E.g. the suffragettes.
When a majority changes their views to match a minority, they must go through a conversion process. According to Moscovici, what are the steps of this?
1.) Drawing attention to an issue
2.) Consistency of position
3.) Deeper processing
4.) The augmentation principle
5.) The snowball effect
6.) Social cryptomnesia
What is the strengths in the evaluation of the role of social influence processes in making social change occur?
Strengths:
- Nolan et al —> hung messages on the front door of houses every week for a month for the key message that the residents were trying to reduce their energy usage. Some residents had different messages that told them to just save energy usage as a control. They found significant decreases in energy usage in the first group compared to second.
- Nemeth —> claims that social change is due to the type of thinking minorities inspire.
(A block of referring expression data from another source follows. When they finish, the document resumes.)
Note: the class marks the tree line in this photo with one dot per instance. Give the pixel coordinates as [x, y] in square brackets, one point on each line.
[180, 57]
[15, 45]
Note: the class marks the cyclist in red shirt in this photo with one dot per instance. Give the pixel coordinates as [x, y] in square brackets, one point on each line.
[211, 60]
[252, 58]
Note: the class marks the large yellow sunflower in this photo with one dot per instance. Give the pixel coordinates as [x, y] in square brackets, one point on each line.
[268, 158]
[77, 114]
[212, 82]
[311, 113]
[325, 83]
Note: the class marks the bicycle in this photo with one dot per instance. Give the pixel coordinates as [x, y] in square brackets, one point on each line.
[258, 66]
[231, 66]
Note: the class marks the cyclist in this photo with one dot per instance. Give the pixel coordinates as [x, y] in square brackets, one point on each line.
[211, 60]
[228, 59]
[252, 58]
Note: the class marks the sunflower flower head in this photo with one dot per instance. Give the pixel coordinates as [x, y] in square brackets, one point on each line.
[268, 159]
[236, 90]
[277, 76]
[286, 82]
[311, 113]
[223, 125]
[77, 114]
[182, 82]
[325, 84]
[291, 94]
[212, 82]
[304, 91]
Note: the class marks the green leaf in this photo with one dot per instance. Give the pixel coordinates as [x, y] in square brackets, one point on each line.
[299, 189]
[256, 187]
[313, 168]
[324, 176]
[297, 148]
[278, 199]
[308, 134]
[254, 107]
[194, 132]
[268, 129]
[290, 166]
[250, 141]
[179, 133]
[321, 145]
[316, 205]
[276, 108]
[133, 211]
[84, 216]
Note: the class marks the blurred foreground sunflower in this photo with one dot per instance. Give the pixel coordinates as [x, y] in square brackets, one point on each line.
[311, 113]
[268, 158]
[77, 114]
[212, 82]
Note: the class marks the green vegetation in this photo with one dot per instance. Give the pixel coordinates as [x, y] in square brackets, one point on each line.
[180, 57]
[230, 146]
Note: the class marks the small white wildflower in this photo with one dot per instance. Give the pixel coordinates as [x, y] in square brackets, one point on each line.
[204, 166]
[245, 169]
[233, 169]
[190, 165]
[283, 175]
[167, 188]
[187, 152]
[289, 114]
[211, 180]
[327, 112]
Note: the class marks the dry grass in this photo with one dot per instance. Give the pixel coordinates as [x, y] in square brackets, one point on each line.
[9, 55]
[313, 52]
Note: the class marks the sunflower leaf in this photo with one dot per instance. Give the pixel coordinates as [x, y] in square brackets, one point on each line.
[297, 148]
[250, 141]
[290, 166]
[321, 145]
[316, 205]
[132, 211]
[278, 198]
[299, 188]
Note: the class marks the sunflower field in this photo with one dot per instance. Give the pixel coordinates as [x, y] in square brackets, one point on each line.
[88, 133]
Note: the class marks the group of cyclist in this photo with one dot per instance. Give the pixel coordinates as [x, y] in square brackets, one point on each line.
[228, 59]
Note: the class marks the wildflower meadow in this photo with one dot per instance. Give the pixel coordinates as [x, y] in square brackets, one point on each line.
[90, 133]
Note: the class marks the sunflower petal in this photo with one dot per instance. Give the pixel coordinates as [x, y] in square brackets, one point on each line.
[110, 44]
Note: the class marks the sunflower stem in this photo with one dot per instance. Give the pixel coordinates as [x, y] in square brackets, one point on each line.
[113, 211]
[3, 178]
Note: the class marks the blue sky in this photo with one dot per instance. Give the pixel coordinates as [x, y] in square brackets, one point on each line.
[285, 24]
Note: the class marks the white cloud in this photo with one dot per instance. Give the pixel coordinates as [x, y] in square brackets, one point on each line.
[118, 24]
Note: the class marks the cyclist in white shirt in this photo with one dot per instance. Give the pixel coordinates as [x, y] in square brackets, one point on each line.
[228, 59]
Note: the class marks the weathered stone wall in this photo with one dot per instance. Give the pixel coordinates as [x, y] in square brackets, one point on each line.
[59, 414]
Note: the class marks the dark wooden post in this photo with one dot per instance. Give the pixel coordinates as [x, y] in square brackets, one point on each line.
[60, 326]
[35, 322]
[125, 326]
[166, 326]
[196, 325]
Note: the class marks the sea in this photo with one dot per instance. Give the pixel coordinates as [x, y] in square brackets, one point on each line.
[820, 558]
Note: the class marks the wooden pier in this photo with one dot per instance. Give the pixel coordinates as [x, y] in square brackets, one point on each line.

When people consider minority arguments, they engage in divergent thinking which is a broader way of thinking in which the thinker actively searches for information and weighs up their options, leading to better decisions and more creative solutions to social issues ( deeper processing) .
What is the limitations in the evaluation of the role of social influence processes in making social change occur?
- Foxcroft et al —> 70 studies where the social norms approach was used to reduce students alcohol use, found only a small reduction in drinking quality and no effect on the frequency of—> so using normative influence does not always produce long term social change.